CV Strategies, Tuning, and Best Practices

Updated 7 hours ago by Michael Cretzman

This topic helps you pick the best analysis strategy when setting up Harness Continuous Verification (CV) for deployments, and helps you tune the results using your expertise.

First, learn about the types of analysis strategies, and then learn about best practices and tuning.

Where Are Analysis Strategies Set Up? 

When you set up a verification step in a Harness Workflow, each supported APM lists the available analysis strategies in its Baseline for Risk Analysis setting and for how long the verification should be performed in its Analysis Time duration setting.

These two settings are used to tune the verification Harness performs. They are discussed in detail in this topic. 

Types of Analysis Strategies

Harness uses these types of analysis strategies, each with a different combination of load (datasets) and granularity:

Analysis Strategy

Load

Granularity

Previous

Synthetic

Container level

Canary

Real user traffic

Container level

Each strategy is defined below.

Previous Analysis

In Previous Analysis, Harness compares the metrics received for the nodes deployed in each Workflow Phase with metrics received for all the nodes during the previous deployment. Remember that verification steps are used only after you have deployed successfully at least once: In order to verify deployments and find anomalies, Harness needs data from previous deployments.

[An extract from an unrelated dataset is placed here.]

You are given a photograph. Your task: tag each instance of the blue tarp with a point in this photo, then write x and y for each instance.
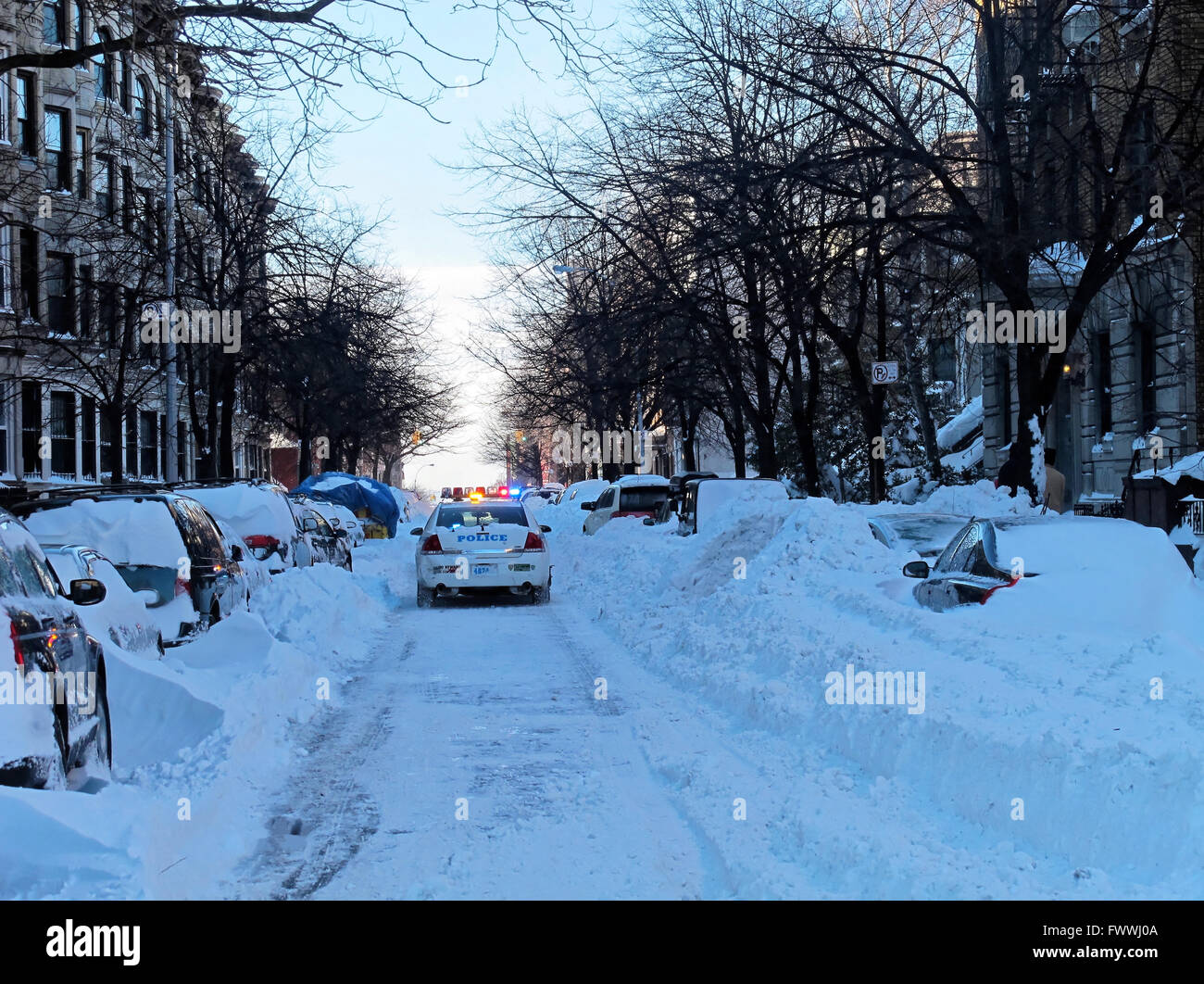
(356, 493)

For example, if Phase 1 deploys app version 1.2 to node A, the metrics received from the APM during this deployment are compared to the metrics for nodes A, B, and C (all the nodes) during the previous deployment (version 1.1). Previous Analysis is best used when you have predictable load, such as in a QA environment.

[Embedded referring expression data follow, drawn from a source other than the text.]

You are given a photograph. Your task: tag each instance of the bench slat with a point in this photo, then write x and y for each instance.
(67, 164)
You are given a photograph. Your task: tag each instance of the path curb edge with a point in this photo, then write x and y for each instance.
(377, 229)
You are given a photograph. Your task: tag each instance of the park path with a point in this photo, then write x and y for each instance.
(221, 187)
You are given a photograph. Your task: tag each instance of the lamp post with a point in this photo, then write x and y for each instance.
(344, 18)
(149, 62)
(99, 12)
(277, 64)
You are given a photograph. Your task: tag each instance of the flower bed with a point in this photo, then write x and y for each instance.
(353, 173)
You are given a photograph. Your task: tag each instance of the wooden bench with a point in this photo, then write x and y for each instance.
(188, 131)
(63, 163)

For Previous Analysis to be effective, the load on the application should be the same across deployments. For example, provide a (synthetic) test load using Apache JMeter. If the load varies between deployments, then Previous Analysis is not effective.

Canary Analysis

For Canary Analysis, Harness compares the metrics received for all old app version nodes with the metrics for the new app version nodes. The nodes deployed in each Workflow Phase are compared with metrics received for all of the existing nodes hosting the application.

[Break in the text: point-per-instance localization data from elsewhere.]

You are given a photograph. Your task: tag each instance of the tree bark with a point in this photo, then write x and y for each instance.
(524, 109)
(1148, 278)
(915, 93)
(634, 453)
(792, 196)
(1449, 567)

In the following example, a Prometheus verification step is using Canary Analysis to compare a new node with two previous nodes:

For example, if Phase 1 deploys to 25% of your nodes, the metrics received for the new app versions on these nodes are compared with metrics received for the old app versions on these nodes.

The metrics are taken for the period of time defined in Analysis Time duration.

Harness supports Canary Analysis only in Canary deployments.
Canary Analysis without a Host

Most providers have the concept of a host, where you use a host placeholder in the query used by Harness. In cases where the metrics provider does not have this concept (for example, Dynatrace), Canary analysis performs historical analysis.

For example, if your deployment is from 10-10:15am, Harness will compare it with deployments from 10-10:15am over the last 7 days. That historical data is the control data.

Verification Best Practices

When picking an analysis strategy, there are several factors to consider, such as the type of deployment, in which Phase of the Workflow to add verification, and whether the number of instances/nodes/etc are consistent between deployments.  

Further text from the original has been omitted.